Masonic Explorers Who Left Their Mark
Many world–renowned explorers have traveled to new and distant places throughout history, and many of them were Masons.
A few took their allegiance even further, leaving Masonic markers in some of the most remote areas of Earth — and beyond.
A few examples:
- Polar explorer and pioneer aviator Richard Byrd and his pilot, Bernt Balchen are said to have dropped Masonic flags on both Poles. During a 1930s flight over the South Pole, Balchen allegedly added his Shrine fez.
- When astronaut Leroy Gordon Cooper, Jr., famously orbited the Earth 22 times, he carried a blue Masonic flag and a Masonic coin with him. He later presented the flag to his lodge in Colorado.
- Edwin Eugene “Buzz” Aldrin supposedly brought a Masonic flag to the moon in 1969. Aldrin a member of Clear Lake Lodge in Texas is even rumored to have carried a special deputation from the Texas Grand Master, claiming the moon as a territorial jurisdiction of the Grand Lodge of Texas.

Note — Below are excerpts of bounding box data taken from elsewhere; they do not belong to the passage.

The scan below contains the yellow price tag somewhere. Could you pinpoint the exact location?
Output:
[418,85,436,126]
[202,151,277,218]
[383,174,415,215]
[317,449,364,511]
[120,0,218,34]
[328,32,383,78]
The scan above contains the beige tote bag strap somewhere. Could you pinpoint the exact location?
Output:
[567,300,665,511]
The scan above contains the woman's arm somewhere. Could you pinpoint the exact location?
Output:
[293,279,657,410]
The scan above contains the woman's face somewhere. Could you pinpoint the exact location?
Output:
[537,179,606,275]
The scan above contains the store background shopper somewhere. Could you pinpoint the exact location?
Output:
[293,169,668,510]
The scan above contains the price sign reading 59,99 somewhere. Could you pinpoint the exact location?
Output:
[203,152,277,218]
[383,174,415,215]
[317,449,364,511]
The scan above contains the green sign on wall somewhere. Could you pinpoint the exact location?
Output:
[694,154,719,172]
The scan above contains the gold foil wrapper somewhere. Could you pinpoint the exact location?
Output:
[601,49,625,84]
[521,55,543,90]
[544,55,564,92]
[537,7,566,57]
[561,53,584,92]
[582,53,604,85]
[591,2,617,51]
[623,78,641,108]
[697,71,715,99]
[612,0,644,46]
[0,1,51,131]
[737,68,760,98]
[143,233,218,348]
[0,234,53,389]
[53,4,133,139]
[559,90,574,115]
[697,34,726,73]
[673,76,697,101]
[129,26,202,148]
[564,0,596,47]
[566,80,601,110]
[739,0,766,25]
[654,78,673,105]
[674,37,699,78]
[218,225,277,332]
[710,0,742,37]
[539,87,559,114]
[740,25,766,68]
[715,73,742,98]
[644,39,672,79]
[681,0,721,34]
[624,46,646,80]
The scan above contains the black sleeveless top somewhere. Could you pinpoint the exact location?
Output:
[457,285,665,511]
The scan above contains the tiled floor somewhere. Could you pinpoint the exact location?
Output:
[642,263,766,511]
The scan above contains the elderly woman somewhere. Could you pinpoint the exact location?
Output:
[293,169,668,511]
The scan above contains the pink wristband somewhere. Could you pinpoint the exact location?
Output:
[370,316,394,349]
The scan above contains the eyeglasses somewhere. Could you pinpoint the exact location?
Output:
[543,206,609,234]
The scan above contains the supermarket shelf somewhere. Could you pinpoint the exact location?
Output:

- According to an article in Montana: The Magazine of Western History, Meriwether Lewis left evidence of his Masonic affiliation in Montana’s waterways. The state’s modern-day Big Hole River, Ruby River, and Willow Creek were originally names Wisdom, Philanthropy, and Philosophy — names bestowed by Lewis, in all likelihood the first Mason to set foot in the region.